A nucleotide sequence may represent a 5’ (five prime) partial coding region (CDS). A 5’ partial CDS encodes a protein with an incomplete N-terminus. Such a nucleotide sequence can start with either the first nucleotide of a complete codon (coding triplet) or with an incomplete codon (lacking the first nucleotide or the first and the second nucleotides of the codon). Codon completion determines the reading frame for translating a 5’ partial CDS into protein. GenBank uses the term “codon_start” as a synonym for the reading frame.

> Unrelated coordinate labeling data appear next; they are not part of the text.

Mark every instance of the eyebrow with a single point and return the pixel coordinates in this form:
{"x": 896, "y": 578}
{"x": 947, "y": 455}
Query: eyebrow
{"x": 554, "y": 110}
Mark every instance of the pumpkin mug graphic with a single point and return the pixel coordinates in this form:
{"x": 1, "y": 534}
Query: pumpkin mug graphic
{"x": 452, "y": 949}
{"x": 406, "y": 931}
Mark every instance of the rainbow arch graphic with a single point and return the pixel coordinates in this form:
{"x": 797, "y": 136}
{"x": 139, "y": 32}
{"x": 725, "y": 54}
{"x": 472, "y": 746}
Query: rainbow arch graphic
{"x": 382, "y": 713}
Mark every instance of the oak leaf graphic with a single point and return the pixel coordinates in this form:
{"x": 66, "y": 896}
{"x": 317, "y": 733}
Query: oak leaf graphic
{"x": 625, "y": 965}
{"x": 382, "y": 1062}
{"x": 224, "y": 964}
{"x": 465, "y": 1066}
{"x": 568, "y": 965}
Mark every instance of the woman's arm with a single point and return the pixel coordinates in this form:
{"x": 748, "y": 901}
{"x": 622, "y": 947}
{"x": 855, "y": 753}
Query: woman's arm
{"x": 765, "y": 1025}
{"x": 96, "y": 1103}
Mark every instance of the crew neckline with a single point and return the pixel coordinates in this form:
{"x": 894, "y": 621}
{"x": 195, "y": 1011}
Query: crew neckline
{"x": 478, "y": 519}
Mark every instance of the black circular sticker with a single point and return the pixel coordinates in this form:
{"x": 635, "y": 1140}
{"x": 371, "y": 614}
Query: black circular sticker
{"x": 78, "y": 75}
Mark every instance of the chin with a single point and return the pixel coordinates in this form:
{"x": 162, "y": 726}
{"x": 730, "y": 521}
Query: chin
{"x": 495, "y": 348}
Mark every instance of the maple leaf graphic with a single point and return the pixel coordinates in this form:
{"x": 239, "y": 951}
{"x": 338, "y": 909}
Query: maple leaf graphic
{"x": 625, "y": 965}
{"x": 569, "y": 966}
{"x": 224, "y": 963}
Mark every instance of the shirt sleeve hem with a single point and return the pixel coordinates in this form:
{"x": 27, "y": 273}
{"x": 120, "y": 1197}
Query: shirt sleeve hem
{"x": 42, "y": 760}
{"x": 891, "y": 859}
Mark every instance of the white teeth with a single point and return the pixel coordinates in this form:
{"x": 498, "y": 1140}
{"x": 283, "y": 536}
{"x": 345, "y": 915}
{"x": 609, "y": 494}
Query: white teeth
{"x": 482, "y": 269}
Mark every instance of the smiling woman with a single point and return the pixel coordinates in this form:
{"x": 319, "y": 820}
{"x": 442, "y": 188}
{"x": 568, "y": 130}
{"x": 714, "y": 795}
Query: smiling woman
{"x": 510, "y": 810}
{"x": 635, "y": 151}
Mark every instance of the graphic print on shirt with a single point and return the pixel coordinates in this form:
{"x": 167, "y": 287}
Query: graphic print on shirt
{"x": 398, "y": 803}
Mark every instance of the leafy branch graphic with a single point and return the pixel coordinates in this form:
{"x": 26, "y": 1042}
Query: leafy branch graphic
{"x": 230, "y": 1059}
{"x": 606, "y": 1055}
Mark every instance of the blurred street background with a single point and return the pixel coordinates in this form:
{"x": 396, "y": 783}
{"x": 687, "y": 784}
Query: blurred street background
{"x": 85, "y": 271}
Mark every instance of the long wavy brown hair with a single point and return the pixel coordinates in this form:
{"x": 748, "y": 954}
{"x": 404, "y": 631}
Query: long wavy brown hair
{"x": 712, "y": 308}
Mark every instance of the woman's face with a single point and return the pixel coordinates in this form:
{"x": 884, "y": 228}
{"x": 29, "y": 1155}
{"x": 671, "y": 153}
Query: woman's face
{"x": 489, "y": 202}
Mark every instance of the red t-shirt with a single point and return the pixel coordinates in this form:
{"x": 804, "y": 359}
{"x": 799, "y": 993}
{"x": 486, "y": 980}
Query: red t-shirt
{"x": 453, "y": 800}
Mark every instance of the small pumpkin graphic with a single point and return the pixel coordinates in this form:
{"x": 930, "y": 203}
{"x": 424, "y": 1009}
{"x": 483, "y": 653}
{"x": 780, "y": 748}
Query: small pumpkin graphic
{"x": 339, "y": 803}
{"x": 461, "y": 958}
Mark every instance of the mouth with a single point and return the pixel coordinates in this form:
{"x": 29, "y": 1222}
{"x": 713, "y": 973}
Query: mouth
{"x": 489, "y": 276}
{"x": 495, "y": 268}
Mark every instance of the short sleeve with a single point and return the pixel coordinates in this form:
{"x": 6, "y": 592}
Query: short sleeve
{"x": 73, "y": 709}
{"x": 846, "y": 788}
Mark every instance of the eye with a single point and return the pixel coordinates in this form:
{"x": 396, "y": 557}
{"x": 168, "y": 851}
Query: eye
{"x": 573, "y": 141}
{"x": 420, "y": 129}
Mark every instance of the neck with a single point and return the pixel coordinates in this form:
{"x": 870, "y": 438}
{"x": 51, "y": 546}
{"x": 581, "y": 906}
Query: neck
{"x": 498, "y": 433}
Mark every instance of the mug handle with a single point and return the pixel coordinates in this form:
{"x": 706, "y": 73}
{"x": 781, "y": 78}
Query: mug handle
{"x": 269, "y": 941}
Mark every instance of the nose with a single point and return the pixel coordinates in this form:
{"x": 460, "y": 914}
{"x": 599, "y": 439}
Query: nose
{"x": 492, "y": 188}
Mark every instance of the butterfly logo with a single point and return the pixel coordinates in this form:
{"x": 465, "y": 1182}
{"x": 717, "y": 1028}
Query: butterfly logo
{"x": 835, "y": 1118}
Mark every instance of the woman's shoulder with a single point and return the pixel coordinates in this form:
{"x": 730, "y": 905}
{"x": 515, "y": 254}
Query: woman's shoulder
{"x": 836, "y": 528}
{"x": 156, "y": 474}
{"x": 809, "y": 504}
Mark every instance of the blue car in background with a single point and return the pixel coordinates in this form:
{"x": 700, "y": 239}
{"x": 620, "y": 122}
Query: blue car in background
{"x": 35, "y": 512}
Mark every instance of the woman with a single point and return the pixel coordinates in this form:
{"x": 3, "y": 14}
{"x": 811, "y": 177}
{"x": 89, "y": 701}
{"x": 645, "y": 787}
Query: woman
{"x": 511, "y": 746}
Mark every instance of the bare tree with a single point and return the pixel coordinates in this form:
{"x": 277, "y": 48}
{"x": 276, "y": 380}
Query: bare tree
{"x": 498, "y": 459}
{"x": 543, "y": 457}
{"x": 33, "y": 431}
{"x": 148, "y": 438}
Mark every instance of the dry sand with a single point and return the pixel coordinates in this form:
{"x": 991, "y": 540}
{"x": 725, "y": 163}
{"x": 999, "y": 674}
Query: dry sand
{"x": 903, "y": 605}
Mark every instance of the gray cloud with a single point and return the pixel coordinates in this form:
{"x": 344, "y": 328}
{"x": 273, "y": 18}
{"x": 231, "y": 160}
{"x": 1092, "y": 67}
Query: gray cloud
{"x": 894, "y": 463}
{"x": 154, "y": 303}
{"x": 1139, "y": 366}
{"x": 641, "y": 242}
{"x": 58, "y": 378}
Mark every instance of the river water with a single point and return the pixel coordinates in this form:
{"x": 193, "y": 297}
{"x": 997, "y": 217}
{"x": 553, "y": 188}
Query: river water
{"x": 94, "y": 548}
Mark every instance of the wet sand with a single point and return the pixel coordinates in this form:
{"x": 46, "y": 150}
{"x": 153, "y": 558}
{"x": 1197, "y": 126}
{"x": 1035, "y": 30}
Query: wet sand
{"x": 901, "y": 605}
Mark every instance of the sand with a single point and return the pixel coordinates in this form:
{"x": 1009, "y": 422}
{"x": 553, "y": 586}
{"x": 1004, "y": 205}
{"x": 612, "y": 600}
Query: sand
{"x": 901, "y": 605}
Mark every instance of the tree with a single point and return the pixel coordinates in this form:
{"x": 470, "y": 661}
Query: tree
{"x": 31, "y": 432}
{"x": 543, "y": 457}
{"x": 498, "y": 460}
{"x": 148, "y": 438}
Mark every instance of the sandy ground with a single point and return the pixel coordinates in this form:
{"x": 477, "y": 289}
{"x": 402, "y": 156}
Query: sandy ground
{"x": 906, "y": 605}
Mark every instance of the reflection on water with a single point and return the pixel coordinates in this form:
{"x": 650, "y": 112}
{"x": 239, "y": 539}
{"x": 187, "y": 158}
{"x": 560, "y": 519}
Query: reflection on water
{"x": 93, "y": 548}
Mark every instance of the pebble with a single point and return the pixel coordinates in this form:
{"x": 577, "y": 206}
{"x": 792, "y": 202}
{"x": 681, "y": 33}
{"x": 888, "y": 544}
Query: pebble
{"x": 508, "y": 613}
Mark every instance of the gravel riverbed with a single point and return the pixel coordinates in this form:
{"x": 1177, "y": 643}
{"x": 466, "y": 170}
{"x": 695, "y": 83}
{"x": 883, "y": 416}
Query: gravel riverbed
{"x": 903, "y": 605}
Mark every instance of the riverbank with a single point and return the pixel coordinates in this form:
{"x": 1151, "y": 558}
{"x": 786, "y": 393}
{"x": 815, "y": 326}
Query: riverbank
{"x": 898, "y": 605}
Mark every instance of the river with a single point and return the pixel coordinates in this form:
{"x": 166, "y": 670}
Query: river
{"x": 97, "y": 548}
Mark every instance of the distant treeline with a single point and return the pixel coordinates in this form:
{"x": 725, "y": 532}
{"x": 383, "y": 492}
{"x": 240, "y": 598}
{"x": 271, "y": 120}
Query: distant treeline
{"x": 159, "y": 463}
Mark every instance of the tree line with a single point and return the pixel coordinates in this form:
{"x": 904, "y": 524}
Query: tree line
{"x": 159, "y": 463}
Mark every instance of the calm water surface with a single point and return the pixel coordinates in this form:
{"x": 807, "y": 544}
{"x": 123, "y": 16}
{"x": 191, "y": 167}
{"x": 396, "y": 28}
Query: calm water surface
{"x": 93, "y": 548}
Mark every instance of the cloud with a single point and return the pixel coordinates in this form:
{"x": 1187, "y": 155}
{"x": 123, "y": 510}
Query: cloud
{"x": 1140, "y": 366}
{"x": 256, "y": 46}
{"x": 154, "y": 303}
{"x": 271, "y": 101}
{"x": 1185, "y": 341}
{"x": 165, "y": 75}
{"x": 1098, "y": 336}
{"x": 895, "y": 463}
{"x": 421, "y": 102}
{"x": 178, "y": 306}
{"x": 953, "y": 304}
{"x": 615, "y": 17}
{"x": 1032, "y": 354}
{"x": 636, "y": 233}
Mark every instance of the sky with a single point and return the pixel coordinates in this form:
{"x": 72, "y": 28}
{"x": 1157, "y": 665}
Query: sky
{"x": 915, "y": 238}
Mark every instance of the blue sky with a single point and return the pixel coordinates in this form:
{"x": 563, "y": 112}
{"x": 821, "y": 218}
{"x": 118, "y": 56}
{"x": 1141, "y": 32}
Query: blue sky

Nucleotide BLAST (blastn) can help determine the correct reading frame of a 5’ partial CDS. Use the CDS feature display on the BLAST search results page. See the article on blastn and CDS feature set up.
To determine the reading frame for a 5’ partial CDS:
- Perform a blastn search with your sequence.
- On the search result page, click the Alignments tab to view pairwise alignments.
- Check the CDS feature box to display the CDS feature on the alignments.
- Select an alignment.
- Verify the following for the alignment:
- Subject has annotated coding region in the aligned region.
- Query (your sequence) aligns to Subject across its entire length.
- Query represents the coding strand (See the article on determining the coding strand for help.)
- Note the placement of the first amino acid (AA) code on Query from the 5’ end.
- To learn how to do the above checks, see the article on interpreting pairwise alignments.
You can determine the reading frame from the placements as follows:
AA code placed on the 2nd nucleotide: reading frame (codon_start) is 1
Explanation: BLAST places the single letter AA codes in the middle of the complete codons. In this case, nucleotides 1, 2, and 3 represent a complete codon. The translation therefore starts with nucleotide 1.
AA code placed on the 3rd nucleotide: reading frame (codon_start) is 2
Explanation: The translation skips the first base of the sequence to start at the first complete codon (nucleotides 2, 3, and 4).
AA code placed on the 4th nucleotide: reading frame (codon_start) is 3
Explanation: The translation skips the first two nucleotides of the sequence to start the first complete codon (bases 3, 4, and 5).
See Figures 1, 2, and 3 for examples of the three reading frames.
Figure 1: A pairwise BLAST alignment with the CDS feature display. Query aligns to Subject from base 1. Lack of initiation codon (ATG) indicates a 5’ partial CDS. The first complete codon (underlined in red) on Query are bases 1, 2, and 3 with the AA residue “L” in the middle of the codon. Query's reading frame is 1.
Figure 2: A pairwise BLAST alignment with the CDS feature display. Query aligns to Subject from base 1. Lack of initiation codon (ATG) indicates a 5’ partial CDS. The first complete codon (underlined in red) on Query are bases 2, 3, and 4 with the AA residue “A” in the middle of the codon. Query's reading frame is 2.
Figure 3: A pairwise BLAST alignment with the CDS feature display. Query aligns to Subject from base 1. Lack of initiation codon (ATG) indicates a 5’ partial CDS. The first complete codon (underlined in red) on Query are bases 3, 4, and 5 with the AA residue “G” in the middle of the codon. Query's reading frame is 3.